Correlation Between GM and Vanguard FTSE
Can any of the company-specific risk be diversified away by investing in both GM and Vanguard FTSE at the same time? Although using a correlation coefficient on its own may not help to predict future stock returns, this module helps to understand the diversifiable risk of combining GM and Vanguard FTSE into the same portfolio, which is an essential part of the fundamental portfolio management process.
By analyzing existing cross correlation between General Motors and Vanguard FTSE All World, you can compare the effects of market volatilities on GM and Vanguard FTSE and check how they will diversify away market risk if combined in the same portfolio for a given time horizon. You can also utilize pair trading strategies of matching a long position in GM with a short position of Vanguard FTSE. Check out your portfolio center. Please also check ongoing floating volatility patterns of GM and Vanguard FTSE.
Diversification Opportunities for GM and Vanguard FTSE
0.67 | Correlation Coefficient |
Poor diversification
The 3 months correlation between GM and Vanguard is 0.67. Overlapping area represents the amount of risk that can be diversified away by holding General Motors and Vanguard FTSE All World in the same portfolio, assuming nothing else is changed. The correlation between historical prices or returns on Vanguard FTSE All and GM is a relative statistical measure of the degree to which these equity instruments tend to move together. The correlation coefficient measures the extent to which returns on General Motors are associated (or correlated) with Vanguard FTSE. Values of the correlation coefficient range from -1 to +1, where. The correlation of zero (0) is possible when the price movement of Vanguard FTSE All has no effect on the direction of GM i.e., GM and Vanguard FTSE go up and down completely randomly.

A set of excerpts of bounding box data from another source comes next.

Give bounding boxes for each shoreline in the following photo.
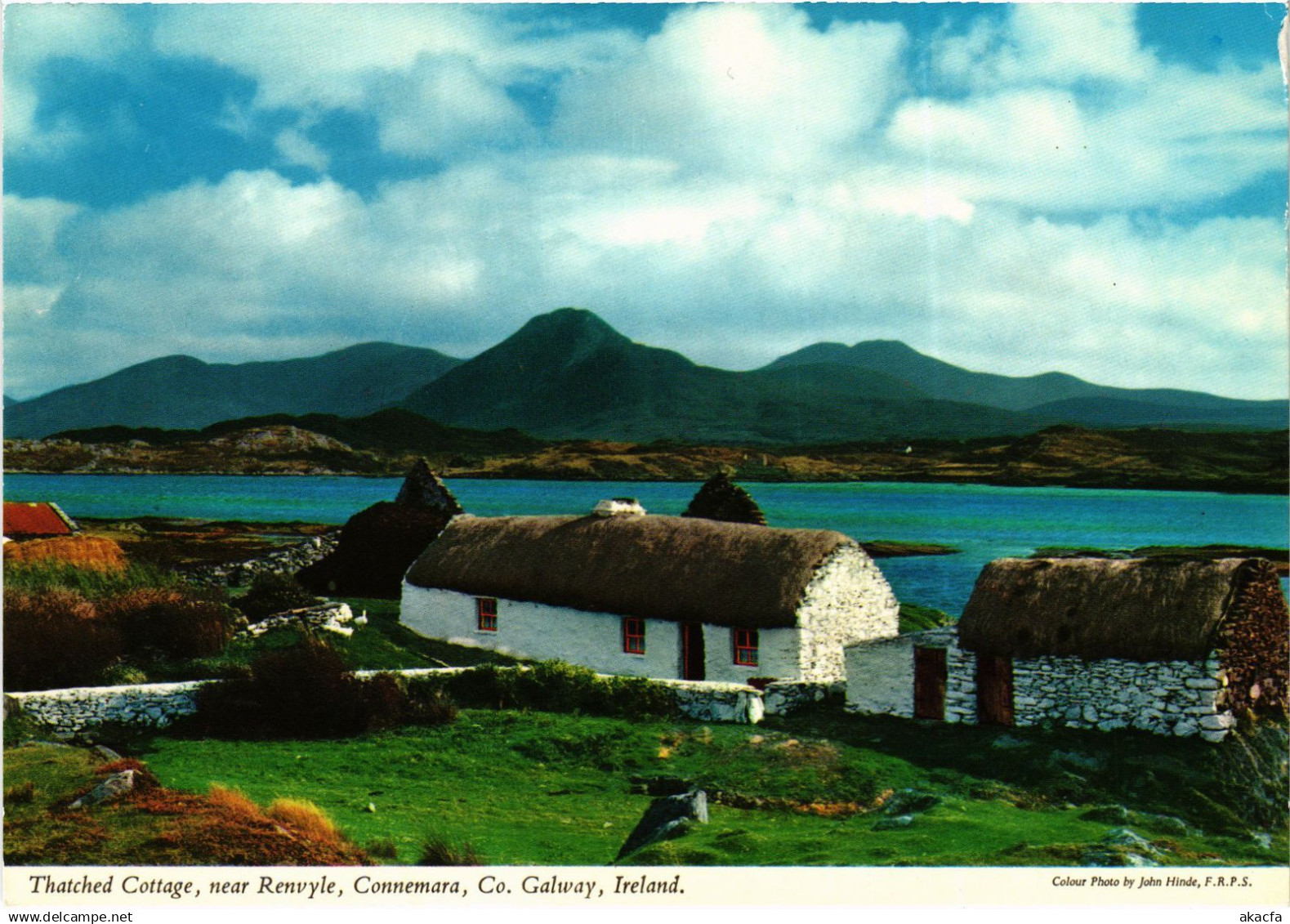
[4,468,1290,498]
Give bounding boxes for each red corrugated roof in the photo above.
[4,501,75,537]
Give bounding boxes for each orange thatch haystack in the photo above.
[4,536,125,572]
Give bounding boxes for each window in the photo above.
[623,617,645,654]
[734,628,757,667]
[475,596,497,632]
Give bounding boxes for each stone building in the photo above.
[399,499,898,683]
[846,559,1290,741]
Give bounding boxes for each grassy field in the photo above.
[5,710,1269,866]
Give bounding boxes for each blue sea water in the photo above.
[4,475,1290,614]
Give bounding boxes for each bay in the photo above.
[4,475,1290,614]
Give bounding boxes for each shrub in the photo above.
[404,690,457,725]
[100,587,240,658]
[100,661,149,686]
[267,799,345,844]
[359,674,408,729]
[417,837,484,866]
[4,587,121,690]
[196,637,365,739]
[234,572,323,622]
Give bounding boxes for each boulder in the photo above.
[296,459,462,600]
[67,770,134,808]
[873,815,913,831]
[681,471,766,526]
[615,790,708,862]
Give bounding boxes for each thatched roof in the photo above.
[958,559,1270,661]
[408,516,863,628]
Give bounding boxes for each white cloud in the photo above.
[933,2,1157,91]
[154,4,627,156]
[555,4,907,172]
[4,4,132,155]
[5,4,1286,398]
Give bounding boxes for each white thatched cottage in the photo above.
[399,505,898,683]
[846,559,1290,741]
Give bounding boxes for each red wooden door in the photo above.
[976,654,1013,725]
[913,648,947,720]
[681,622,707,680]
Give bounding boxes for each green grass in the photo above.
[118,710,1286,866]
[900,603,953,635]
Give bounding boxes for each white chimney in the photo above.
[591,497,645,516]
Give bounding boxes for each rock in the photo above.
[1101,828,1160,857]
[1199,712,1236,732]
[615,790,708,861]
[681,471,766,526]
[882,790,940,815]
[873,815,913,831]
[395,459,464,515]
[67,770,134,808]
[1080,806,1129,824]
[628,777,694,797]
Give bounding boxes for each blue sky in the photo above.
[4,4,1288,398]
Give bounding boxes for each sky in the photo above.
[4,4,1290,399]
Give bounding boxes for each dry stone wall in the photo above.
[189,533,341,587]
[4,680,212,735]
[1013,657,1236,742]
[4,667,766,737]
[846,627,1236,742]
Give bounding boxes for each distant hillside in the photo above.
[4,343,461,437]
[403,309,1034,443]
[765,341,1290,430]
[51,408,544,456]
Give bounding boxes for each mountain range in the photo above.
[4,309,1288,444]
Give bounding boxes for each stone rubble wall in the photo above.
[846,627,959,721]
[4,667,766,735]
[846,627,1236,743]
[189,533,341,587]
[762,680,844,715]
[1013,655,1236,742]
[4,680,212,734]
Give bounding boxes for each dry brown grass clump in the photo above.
[268,799,345,844]
[4,536,127,572]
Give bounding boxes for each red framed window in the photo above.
[734,628,757,667]
[475,596,497,632]
[623,615,645,654]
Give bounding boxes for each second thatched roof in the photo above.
[958,559,1279,661]
[406,516,863,628]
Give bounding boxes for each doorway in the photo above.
[913,648,949,721]
[976,654,1013,725]
[681,622,707,680]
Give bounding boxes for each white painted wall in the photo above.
[399,582,800,684]
[846,635,915,719]
[399,583,691,679]
[703,623,801,684]
[786,546,900,683]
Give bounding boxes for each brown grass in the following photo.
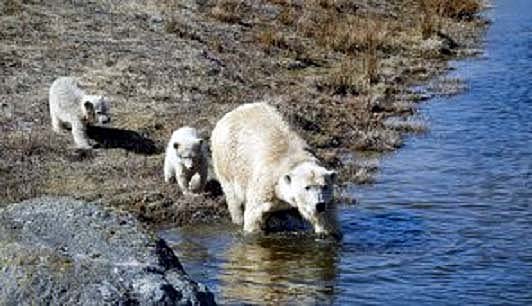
[418,0,482,39]
[0,0,486,224]
[2,0,23,16]
[210,0,249,23]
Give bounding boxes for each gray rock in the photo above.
[0,198,215,305]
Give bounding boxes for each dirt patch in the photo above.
[0,0,485,225]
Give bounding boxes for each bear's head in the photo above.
[278,162,336,220]
[173,138,203,169]
[81,95,111,125]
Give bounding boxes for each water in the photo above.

Pair Corralation between GM and Vanguard FTSE
Allowing for the 90-day total investment horizon General Motors is expected to generate 3.39 times more return on investment than Vanguard FTSE. However, GM is 3.39 times more volatile than Vanguard FTSE All World. It trades about 0.12 of its potential returns per unit of risk. Vanguard FTSE All World is currently generating about 0.16 per unit of risk. If you would invest 4,571 in General Motors on September 26, 2024 and sell it today you would earn a total of 780.00 from holding General Motors or generate 17.06% return on investment over 90 days.
Time Period | 3 Months [change] |
Direction | Moves Together |
Strength | Significant |
Accuracy | 98.44% |
Values | Daily Returns |
General Motors vs. Vanguard FTSE All World
Performance |
Timeline |
General Motors |
Vanguard FTSE All |
GM and Vanguard FTSE Volatility Contrast
Predicted Return Density |
Returns |
Pair Trading with GM and Vanguard FTSE
The main advantage of trading using opposite GM and Vanguard FTSE positions is that it hedges away some unsystematic risk. Because of two separate transactions, even if GM position performs unexpectedly, Vanguard FTSE can make up some of the losses. Pair trading also minimizes risk from directional movements in the market. For example, if an entire industry or sector drops because of unexpected headlines, the short position in Vanguard FTSE will offset losses from the drop in Vanguard FTSE's long position.The idea behind General Motors and Vanguard FTSE All World pairs trading is to make the combined position market-neutral, meaning the overall market's direction will not affect its win or loss (or potential downside or upside). This can be achieved by designing a pairs trade with two highly correlated stocks or equities that operate in a similar space or sector, making it possible to obtain profits through simple and relatively low-risk investment.Vanguard FTSE vs. UBS Fund Solutions | Vanguard FTSE vs. Xtrackers II | Vanguard FTSE vs. Xtrackers Nikkei 225 | Vanguard FTSE vs. iShares VII PLC |
Check out your portfolio center.Note that this page's information should be used as a complementary analysis to find the right mix of equity instruments to add to your existing portfolios or create a brand new portfolio. You can also try the Equity Forecasting module to use basic forecasting models to generate price predictions and determine price momentum.